On any given afternoon, the president can be heard saying two irreconcilable things at once — that a deal with Iran is within reach, and that devastating strikes are imminent. Both are offered as fact. This contradiction has become the defining rhythm of the war: a grinding cycle of threat, retreat, and restart that has left even close observers unable to determine what the administration actually intends.

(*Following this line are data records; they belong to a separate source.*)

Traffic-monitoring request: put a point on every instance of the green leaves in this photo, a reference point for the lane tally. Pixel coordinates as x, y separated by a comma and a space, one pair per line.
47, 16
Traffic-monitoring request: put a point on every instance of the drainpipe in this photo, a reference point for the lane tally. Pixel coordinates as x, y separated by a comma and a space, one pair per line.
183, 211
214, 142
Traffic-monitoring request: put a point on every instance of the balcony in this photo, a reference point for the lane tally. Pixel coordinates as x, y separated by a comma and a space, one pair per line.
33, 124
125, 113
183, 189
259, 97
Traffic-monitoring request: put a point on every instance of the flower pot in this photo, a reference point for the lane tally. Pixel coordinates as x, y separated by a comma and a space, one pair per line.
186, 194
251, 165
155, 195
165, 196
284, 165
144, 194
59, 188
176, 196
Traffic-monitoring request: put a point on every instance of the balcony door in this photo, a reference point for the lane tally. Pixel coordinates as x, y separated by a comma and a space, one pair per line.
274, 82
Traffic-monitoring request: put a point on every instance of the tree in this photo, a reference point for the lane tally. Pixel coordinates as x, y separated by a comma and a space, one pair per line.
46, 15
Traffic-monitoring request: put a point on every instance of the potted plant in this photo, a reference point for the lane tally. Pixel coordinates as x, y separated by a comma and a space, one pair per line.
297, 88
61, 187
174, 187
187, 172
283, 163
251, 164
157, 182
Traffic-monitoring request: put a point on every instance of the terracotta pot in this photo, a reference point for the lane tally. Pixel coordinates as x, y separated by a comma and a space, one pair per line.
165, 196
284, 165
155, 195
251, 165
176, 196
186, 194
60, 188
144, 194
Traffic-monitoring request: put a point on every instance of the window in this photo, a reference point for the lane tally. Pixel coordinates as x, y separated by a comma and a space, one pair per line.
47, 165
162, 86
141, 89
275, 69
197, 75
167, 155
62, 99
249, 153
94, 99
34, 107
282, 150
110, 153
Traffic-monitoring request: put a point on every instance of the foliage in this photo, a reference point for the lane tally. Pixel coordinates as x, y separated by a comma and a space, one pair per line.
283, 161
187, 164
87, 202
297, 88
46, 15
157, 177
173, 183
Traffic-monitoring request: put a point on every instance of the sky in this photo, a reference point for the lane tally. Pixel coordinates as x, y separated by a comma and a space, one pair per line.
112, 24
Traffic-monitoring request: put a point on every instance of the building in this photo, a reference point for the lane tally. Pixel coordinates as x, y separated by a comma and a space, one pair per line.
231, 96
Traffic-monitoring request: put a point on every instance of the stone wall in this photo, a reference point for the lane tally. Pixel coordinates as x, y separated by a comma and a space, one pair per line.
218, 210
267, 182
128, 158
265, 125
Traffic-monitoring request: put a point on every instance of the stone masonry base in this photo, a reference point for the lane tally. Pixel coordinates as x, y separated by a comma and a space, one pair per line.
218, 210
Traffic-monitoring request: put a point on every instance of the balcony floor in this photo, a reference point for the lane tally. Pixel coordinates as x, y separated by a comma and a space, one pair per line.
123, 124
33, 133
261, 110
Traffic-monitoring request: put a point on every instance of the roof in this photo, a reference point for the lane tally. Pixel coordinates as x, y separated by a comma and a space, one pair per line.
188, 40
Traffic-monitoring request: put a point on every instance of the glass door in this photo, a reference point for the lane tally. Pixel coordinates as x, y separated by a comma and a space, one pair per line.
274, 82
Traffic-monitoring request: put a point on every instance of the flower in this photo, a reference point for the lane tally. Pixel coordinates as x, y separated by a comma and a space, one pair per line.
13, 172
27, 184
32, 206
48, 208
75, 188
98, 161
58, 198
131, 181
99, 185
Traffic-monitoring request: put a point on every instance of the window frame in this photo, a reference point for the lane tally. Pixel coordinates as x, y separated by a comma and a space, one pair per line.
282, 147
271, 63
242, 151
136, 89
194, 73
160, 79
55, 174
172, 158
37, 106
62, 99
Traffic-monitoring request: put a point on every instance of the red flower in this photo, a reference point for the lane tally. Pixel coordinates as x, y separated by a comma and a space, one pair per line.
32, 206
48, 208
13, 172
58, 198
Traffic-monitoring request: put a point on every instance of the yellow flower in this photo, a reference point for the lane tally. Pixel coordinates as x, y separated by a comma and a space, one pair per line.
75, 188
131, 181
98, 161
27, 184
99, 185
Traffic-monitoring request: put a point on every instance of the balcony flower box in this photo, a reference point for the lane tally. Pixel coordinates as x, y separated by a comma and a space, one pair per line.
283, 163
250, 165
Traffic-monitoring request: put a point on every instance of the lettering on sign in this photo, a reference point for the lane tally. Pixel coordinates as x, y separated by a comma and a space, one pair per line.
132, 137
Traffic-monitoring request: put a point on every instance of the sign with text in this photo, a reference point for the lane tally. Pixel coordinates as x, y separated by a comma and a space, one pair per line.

By one count, Trump has declared a peace agreement with Tehran imminent thirty-eight times. Thirty-eight times without result. In the same breath, he has threatened consequences so severe that entire civilizations might not survive the night, and declared victory so completely that Iran is already vanquished. And yet the war continues. The Strait of Hormuz remains closed to more than a fifth of the world's oil traffic.
The gap between declaration and reality has grown impossible to ignore. An Apache helicopter was shot down off the coast of Oman by an Iranian drone — despite the president and his Pentagon chief having stated with apparent certainty that Iran possessed neither anti-aircraft systems nor radar. The United States subsequently struck more than twenty targets inside Iran, including the very installations that were supposed not to exist.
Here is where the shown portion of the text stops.